Jahres hatte eine Gruppe junger Umweltaktivisten ein Camp zwischen den Bäumen errichtet. Ihr Protest richtet sich gegen den Braunkohletagebau des Energieriesen RWE. In tagelangem Polizeieinsatz war das Waldbesetzercamp im November 2012 geräumt worden. Die Umweltaktivisten hatten daraufhin ihr Lager auf dem privaten Wiesengrundstück von Kurt Claßen errichtet. Die Kosten für die Räumung des Protestcamps trägt der Steuerzahler. Ein von der Polizei in Auftrag gegebenes Gutachten komme zu dem Schluss, dass es keine Voraussetzung für eine Kostenerstattung gebe, teilte die Polizei am Mittwoch (12.06.2013) mit. Die Kosten für den Einsatz beliefen sich auf rund 230.000 Euro.

Braunkohle Klimakiller Nummer eins

Dem Tagebau mussten bereits mehrere Dörfer rund um Kerpen weichen, Anwohner leiden unter der starken Feinstaubbelastung und den massiven Schäden, die mit dem Tagebau verbundene Erdbewegungen an ihren Häusern hinterlassen.

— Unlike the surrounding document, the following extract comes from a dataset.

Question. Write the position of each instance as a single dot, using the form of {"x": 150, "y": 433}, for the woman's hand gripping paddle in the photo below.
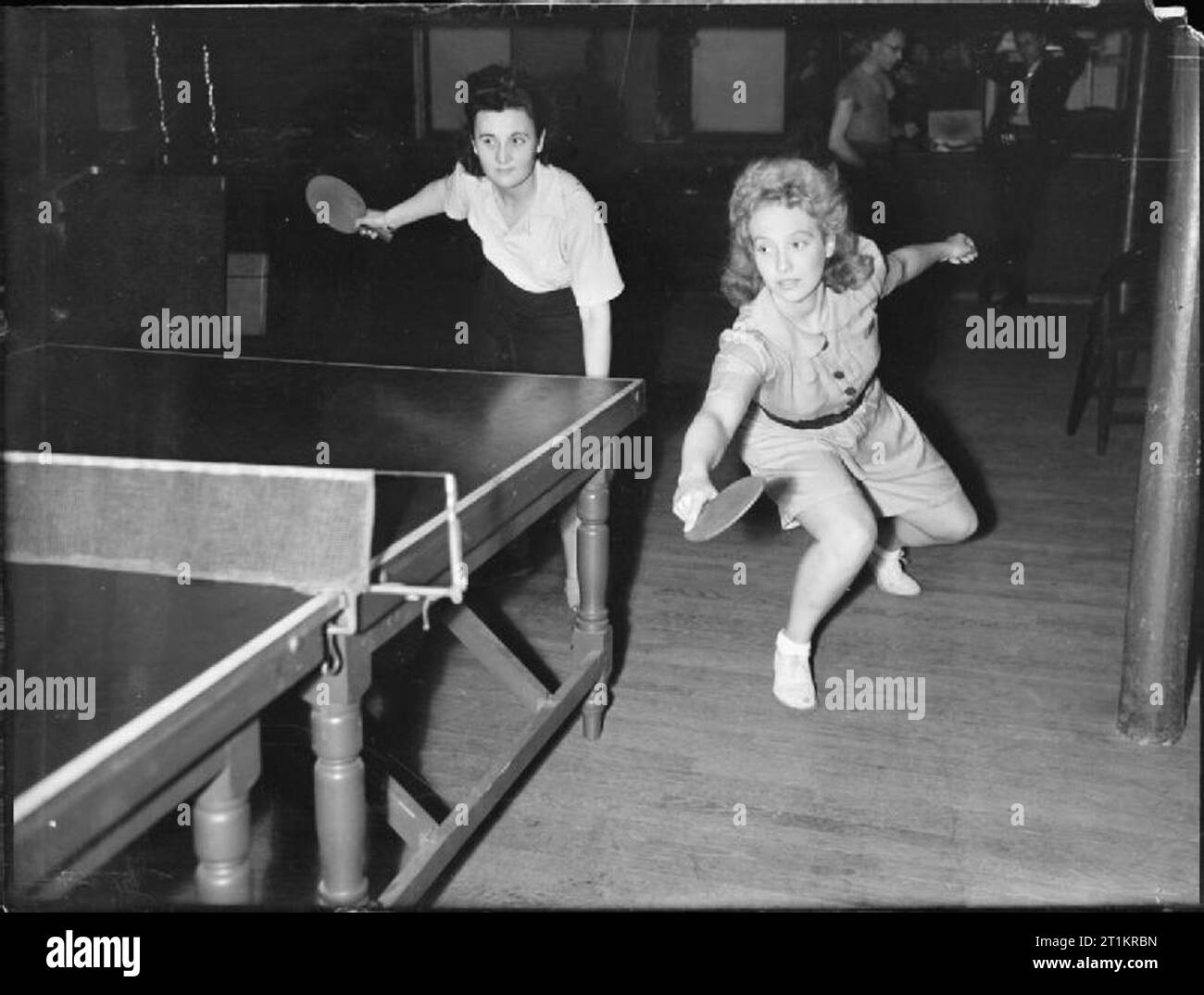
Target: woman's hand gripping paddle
{"x": 337, "y": 204}
{"x": 726, "y": 509}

Braunkohlekraftwerke gelten längst als die klimaschädlichste Art der Energiegewinnung. Um den Braunkohleabbau dennoch fortsetzen zu können, will RWE - neben weiteren Dörfern - auch den Hambacher Forst komplett roden. Die Umweltaktivisten protestieren dagegen. Sie werden unterstützt und versorgt von Anwohnern der umliegenden Gemeinden.